First performed in the US at the Kennedy Center in 2020, ‘twould appear that it was great as a show, but truly? As an audiobook, the production is sublime. Lots of sound effects that almost overwhelm but pull back just as you think you’ll go insane, as though Sgt. Davis is that close to slipping into the oblivion of permanent madness. A cast of oh, maybe, but a few, as Ms. Wells handles a multitude of people whose lives touch upon that of Sgt. Davis (Whom I shall now call Danna, seeing as I just spent 1 1/2 hours in her head).

The woman, no both women, whether Danna or Wells, are simply amazing. Danna’s willingness to make her story into a play is beyond brave. Take THAT, Anuradha Bhagwati and your ENDless sniveling in the grossly overrated Unbecoming. Whereas Bhagwati kvetches and moans, at no point in her story does she show herself as being a good service member; she falls asleep on duty and whines when others really wanna throttle her for not having their backs. Here, Danna is a stellar comrade in arms, but is unfortunate enough to be a lesbian… and a hyper intelligent one with just the right amount of snark to go with it. Ooooh, threatening to predators who must take down the only way they can: Through violation, rape, terrorizing, dehumanizing, leaving her body torn and bleeding, her mind a mess. Leaving her knowing she’d lose her career… if she told her story.

Uhm… Trigger Warning, anyone? Uhm… Trigger Warning(S!), anyone? If you’ve experienced sexual trauma, you’ll find it here. If you’ve experienced betrayal and violent attack, you’ll find it here. If you’ve experiences of war—of ambush, combat, being wounded, seeing people who are friends or lovers killed?

You’ll find it here. Get ready, because Danna bars no holds in telling things openly. And Wells, good GOD! throws it all out there with a vivid reproduction of how combat is experienced to the individual, the sense of time not speeding up but, rather, of life becoming more vibrant, more full, colors brighter, blood redder.

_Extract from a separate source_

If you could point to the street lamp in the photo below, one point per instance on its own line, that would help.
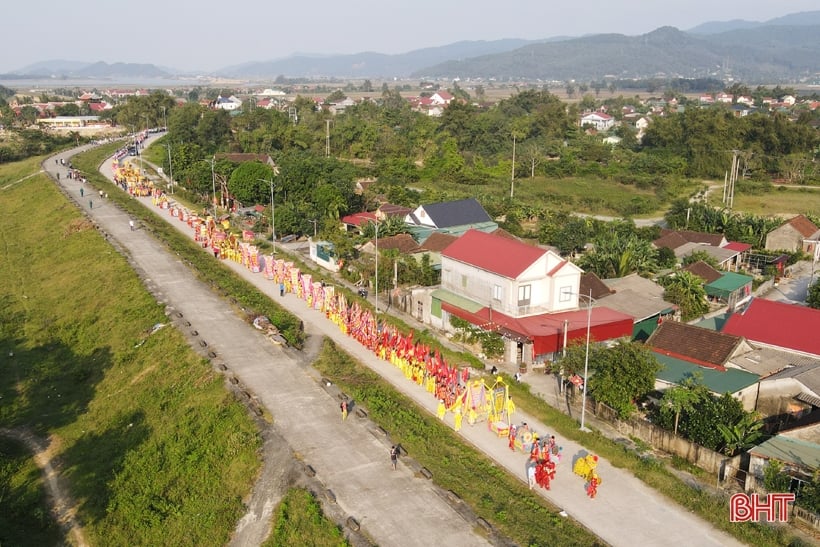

Life in the Armed Forces can be, and often IS, a matter of We Don’t Ask but We Know/We Humiliate and Rape/And You Can’t Tell.

Doesn’t matter if it’s a serviceman or a servicewoman, far too many have lived Danna’s nightmare… and maybe have not lived to tell their tale but have chosen the bullet to the brain approach. Danna comes back, having had to sign a lie to her wartime experiences, when she had to serve with one of her attackers, when she had to see a beloved lover killed, cradling her close as the woman reassured Danna that she wasn’t afraid.

But Danna loses her career anyway. And nearly loses her mind as she tries to cope with heavy duty PTSD, with night terrors, with hyper vigilance and flashbacks and blackouts where it’s Kill Or Be Killed in her head.

Powerful. Stunning. Brutally Honest. Raw language and the roughest, darkest, funniest Humor imaginable.